Par lettre adressée le 29 janvier 2019 au bâtonnier de l’ordre des avocats du barreau de Versailles, Monsieur [W], avocat de ce barreau, a saisi son bâtonnier d’une demande de fixation de ses honoraires et a soutenu ne pas avoir été mandaté par la société Sofitek, mais l’avoir été par l’épouse du gérant, Madame [L] [Y], de nationalité Russe, pour la constitution d’une demande de naturalisation et la suppression préalable de condamnations figurant sur son casier judiciaire.
Par ordonnance du 20 mai 2019, le bâtonnier de l’ordre des avocats du barreau de Versailles a joint les deux dossiers, s’est déclaré incompétent pour statuer sur les demandes de la SARL Sofitek qui seraient fondées sur les articles 1302 et suivants du code civil, dit que la demande de la SARL Sofitek est sans objet faute de demande d’honoraires de Me [W] à son encontre et fixé les honoraires dus à Me Etienne Cheron avocat du Barreau de Versailles par Mme [L] [Y] à la somme de 975 euros (TVA non applicable).
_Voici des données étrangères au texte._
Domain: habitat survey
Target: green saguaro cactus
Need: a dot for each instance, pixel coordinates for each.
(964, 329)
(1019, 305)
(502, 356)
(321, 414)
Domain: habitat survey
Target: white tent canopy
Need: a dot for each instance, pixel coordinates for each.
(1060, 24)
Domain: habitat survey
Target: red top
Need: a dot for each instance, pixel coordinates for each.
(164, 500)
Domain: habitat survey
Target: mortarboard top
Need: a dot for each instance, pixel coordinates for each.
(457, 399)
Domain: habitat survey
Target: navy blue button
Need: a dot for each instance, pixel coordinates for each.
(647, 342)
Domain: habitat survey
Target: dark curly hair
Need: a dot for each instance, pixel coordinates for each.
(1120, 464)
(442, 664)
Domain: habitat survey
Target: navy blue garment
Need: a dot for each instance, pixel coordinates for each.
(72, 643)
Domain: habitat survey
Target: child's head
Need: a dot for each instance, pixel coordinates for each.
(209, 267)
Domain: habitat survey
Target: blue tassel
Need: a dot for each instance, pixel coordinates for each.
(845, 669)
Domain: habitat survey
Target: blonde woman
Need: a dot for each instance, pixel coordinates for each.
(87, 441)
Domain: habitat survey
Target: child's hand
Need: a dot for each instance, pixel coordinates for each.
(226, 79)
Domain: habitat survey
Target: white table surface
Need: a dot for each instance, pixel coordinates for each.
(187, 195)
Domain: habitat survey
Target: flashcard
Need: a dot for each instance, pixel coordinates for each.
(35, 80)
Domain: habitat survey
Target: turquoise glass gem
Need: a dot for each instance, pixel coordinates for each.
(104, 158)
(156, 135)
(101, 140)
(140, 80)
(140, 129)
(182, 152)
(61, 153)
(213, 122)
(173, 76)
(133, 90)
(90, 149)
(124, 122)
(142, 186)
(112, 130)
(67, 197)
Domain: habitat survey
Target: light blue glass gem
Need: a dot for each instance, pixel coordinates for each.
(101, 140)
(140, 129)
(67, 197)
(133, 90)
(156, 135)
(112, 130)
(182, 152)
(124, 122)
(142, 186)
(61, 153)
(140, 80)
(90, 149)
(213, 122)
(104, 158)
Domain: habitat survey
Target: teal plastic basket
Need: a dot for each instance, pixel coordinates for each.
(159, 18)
Par arrêt du 10 février 2021, la juridiction du premier président de la cour d’appel de Versailles, saisie de deux recours respectivement formés par la société Sofitek et Madame [Y] a :
Ordonné la jonction des procédures 19/04 674 et 19/04 699
Déclaré sans objet, les demandes présentées par la SARL Sofitex (sic), cette dernière, n’ayant pas la qualité de clients de Maître [W] et le premier président n’étant pas compétent pour trancher dans le cadre d’une contestation d’honoraires des litiges relevant de l’application des articles 1302 et suivants du code civil
Confirmé les décisions du bâtonnier de [Localité 4] du 20 mai 2019,
Débouté les appelants de leur demande d’application de l’article 700 du code de procédure civile
Condamné la SARL Sofitek et Mme [O] [Y] à verser à Maître [X] [W] une somme de 800 € en application des dispositions de l’article 700 du code de procédure civile, outre les dépens de la présente instance.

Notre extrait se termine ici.